In risposta al baccano appena generato, dal piano di sopra si udì un tonfo secco e rumore di ali e forse il tintinnio di tante piccole unghie e...
- ...e forse stai dando di matto, calmati adesso - intervenne Jennyfer.
- Perché prima hai accennato a quella storia, Jenny? E perché prima che tu lo facessi, né io né te abbiamo avuto la minima esitazione a rifugiarci sotto il portico proprio di questa casa? E perché, per giunta, siamo entrate qui dentro... sapendo di chi era questa casa?
-... di chi è, questa casa - la corresse.
- È accaduto di nuovo - riprese - lo sai, è così che fa. Tabula rasa, cancella tutto fino alla sua prossima mossa. E come al solito ce ne accorgiamo solo quando ci siamo dentro fino al collo, quando é lì lì per afferrarci come con questi qui - indicando i putti - come il giorno del mio compleanno, quando abbiamo conosciuto Maria e le gemelle.
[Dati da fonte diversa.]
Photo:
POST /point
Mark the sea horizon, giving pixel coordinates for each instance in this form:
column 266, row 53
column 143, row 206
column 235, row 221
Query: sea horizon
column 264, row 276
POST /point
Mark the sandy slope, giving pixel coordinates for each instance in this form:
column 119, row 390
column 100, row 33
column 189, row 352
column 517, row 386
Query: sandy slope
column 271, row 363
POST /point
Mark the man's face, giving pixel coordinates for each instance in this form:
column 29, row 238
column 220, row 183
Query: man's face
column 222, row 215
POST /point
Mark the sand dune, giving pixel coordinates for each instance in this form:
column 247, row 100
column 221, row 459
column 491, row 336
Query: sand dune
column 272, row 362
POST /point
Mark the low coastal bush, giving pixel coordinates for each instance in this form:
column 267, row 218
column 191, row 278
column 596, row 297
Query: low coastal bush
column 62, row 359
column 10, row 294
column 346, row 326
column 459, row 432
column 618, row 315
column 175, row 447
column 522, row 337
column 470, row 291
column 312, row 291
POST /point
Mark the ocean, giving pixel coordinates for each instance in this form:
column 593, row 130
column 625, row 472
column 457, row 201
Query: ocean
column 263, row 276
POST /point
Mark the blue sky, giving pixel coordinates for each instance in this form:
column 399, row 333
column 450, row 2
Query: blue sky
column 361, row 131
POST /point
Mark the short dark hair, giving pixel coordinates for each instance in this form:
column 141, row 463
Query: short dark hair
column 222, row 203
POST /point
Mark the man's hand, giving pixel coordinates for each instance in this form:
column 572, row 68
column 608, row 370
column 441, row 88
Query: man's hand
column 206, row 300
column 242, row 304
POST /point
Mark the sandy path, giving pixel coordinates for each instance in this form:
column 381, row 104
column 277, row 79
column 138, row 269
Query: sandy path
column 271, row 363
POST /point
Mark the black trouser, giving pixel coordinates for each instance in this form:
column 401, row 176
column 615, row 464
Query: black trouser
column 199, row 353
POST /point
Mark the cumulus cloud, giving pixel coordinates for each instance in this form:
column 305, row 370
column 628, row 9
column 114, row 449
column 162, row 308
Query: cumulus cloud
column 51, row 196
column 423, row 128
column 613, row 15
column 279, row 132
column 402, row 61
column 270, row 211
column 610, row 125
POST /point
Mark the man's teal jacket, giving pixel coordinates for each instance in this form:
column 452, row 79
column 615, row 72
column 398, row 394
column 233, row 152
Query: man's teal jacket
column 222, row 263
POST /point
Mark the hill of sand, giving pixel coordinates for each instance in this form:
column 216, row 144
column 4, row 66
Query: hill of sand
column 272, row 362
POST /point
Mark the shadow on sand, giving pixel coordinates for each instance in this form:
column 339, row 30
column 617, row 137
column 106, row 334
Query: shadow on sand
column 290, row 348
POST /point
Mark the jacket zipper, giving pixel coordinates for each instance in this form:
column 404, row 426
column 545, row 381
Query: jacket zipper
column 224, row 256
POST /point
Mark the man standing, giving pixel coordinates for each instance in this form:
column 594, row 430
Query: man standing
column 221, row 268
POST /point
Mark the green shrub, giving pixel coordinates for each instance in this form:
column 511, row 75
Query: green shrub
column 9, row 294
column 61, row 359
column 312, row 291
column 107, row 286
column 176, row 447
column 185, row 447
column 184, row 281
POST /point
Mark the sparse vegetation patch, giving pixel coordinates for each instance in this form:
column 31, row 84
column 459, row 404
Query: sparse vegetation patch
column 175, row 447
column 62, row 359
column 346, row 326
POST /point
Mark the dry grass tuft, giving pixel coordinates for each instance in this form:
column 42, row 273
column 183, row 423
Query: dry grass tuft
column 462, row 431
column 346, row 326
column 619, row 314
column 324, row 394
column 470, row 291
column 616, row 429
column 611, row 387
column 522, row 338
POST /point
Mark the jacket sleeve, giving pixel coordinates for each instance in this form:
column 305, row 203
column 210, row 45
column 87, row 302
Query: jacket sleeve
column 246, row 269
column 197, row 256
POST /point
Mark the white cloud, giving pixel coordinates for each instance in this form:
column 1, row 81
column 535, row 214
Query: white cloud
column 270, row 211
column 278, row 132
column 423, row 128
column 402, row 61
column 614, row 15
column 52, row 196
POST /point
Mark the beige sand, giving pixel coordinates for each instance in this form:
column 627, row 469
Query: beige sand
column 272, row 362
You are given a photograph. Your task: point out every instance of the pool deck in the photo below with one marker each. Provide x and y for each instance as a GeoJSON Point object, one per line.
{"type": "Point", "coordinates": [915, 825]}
- Sì, lo so - annuì convinta Jennyfer, afferrandole le spalle e fissandola negli occhi nel tentativo di calmarla.
- È così, ma oggi la facciamo finita...
- Hai capito!? - le urla di sua sorella maggiore, erano ora rivolte al soffitto e Noemi, che non era riuscita a calmarsi quando era stata lei a chiederglielo, si impose di farlo trovandosi di fronte alle lacrime che scendevano dagli occhi di Jennyfer, ormai in preda alla rabbia e al terrore.
Noemi, che in quel momento non riusciva ancora a comprendere la portata di quelle emozioni, venne scansata di peso e quasi perse l'equilibrio, ma si voltò in tempo per vedere Jennyfer salire a due a due gli scalini dell'enorme scala, che si intravedeva nella stanza adiacente a quella in cui ora era rimasta sola.
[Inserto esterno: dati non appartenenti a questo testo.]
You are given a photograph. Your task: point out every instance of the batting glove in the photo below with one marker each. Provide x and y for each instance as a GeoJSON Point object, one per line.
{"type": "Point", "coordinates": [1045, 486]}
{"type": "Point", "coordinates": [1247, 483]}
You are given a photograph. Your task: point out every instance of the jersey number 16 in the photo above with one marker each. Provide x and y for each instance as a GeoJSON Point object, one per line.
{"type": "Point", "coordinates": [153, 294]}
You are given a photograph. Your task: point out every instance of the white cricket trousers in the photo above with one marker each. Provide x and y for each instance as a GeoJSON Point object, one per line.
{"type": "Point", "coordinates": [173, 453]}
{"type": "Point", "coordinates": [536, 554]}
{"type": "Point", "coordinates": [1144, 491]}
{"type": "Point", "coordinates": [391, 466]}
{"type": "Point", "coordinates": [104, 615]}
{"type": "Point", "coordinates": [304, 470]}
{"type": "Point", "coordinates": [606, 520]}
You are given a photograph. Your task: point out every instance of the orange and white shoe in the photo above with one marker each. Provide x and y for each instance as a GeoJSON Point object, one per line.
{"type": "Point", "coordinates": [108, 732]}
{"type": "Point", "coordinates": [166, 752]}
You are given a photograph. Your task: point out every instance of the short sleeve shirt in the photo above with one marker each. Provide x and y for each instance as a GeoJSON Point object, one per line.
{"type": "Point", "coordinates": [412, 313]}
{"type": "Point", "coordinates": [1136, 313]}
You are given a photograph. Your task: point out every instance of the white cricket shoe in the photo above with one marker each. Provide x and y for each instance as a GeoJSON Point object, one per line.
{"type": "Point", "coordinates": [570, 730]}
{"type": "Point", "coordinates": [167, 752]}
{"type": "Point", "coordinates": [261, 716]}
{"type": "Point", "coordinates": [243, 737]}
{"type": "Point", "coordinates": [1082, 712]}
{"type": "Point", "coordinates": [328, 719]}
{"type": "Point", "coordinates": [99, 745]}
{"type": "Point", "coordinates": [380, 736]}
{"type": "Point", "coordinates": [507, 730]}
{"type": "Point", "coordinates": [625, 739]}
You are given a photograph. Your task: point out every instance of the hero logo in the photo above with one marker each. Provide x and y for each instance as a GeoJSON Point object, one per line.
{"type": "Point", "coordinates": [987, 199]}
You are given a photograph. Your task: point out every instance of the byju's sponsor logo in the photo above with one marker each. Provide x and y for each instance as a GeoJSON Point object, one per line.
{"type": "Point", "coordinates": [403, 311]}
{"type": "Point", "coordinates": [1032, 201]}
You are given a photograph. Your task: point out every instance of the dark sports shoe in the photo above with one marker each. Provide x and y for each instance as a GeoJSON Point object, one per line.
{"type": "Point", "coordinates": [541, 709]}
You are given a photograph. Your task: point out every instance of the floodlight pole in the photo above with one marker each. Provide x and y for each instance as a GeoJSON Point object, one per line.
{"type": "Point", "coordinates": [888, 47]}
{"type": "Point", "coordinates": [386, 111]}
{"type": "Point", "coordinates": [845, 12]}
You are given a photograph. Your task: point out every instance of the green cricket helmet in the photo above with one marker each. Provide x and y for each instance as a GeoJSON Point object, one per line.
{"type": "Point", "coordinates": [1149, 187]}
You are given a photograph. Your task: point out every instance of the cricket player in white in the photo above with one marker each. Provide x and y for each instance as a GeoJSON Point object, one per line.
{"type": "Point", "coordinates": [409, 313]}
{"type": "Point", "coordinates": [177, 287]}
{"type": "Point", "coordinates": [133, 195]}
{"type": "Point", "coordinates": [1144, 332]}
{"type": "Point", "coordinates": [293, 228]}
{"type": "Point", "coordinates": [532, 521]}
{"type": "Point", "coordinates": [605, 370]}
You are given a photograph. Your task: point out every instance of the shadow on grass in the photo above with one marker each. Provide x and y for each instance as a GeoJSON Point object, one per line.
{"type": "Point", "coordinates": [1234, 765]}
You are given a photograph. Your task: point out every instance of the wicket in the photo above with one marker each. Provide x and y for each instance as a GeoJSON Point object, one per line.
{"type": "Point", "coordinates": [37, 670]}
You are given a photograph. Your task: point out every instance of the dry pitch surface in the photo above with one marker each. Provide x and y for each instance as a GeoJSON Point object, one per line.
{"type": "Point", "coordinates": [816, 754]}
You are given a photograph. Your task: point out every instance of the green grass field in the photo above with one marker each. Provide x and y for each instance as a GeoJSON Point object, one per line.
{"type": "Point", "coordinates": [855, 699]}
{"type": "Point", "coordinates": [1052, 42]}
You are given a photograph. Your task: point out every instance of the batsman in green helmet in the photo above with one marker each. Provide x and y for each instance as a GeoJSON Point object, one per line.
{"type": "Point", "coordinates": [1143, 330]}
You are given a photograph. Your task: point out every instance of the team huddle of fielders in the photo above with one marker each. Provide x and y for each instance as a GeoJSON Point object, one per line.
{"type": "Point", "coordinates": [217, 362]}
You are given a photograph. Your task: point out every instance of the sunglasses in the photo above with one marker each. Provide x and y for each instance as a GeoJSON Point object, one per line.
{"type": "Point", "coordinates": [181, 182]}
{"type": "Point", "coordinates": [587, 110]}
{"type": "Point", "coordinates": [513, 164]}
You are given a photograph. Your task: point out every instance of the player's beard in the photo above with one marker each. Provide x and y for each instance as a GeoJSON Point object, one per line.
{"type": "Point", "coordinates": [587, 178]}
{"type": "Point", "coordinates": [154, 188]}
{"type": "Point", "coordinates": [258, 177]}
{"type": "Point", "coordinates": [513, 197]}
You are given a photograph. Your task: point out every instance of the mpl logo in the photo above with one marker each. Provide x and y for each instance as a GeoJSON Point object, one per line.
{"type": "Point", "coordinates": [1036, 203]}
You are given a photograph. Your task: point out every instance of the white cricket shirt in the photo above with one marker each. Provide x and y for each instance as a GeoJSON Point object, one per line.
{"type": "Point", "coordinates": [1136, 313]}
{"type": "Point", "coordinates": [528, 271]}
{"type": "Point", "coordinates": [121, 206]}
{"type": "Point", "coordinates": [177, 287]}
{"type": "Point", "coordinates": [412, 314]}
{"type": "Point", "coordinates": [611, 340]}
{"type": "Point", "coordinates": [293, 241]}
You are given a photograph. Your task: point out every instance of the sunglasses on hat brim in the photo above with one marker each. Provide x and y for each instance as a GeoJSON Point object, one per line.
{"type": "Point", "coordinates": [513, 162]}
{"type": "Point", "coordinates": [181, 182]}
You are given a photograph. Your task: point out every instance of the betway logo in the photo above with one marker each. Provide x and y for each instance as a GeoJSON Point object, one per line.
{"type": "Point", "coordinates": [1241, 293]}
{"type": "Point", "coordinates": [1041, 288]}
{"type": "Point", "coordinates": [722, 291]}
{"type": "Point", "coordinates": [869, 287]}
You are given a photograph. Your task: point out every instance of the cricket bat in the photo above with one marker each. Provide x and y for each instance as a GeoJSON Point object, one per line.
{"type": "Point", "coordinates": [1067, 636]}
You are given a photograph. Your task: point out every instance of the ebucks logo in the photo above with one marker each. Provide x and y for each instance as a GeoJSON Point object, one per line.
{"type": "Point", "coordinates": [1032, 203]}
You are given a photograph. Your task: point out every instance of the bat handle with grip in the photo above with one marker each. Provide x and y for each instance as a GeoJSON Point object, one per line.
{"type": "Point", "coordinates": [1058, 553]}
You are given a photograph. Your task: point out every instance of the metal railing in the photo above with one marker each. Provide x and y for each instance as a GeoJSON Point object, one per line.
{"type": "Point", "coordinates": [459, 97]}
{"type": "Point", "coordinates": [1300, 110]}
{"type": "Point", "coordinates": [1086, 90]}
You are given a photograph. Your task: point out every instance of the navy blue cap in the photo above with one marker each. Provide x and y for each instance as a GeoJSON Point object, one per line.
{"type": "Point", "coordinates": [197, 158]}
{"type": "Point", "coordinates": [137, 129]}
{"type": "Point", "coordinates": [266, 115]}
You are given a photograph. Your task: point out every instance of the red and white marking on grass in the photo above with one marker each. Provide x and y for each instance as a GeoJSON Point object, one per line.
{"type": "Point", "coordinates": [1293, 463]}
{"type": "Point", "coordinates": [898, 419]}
- Noemi tu resta lì - urlò interrompendo la salita e appoggiandosi alla ringhiera pericolante - no anzi, vai via. Vai fuori da qui! Io vado a riprendere Giorgia!
Pronunciò quel nome con la voce spezzata e Noemi si accorse di piangere. Si accorse di tremare. Si accorse anche di odiare se stessa per non aver ricordato quel nome.
- Chi... è... G...iorgia ?
- Chiedilo a quel ssssignore... - le sussurrò una voce all'orecchio.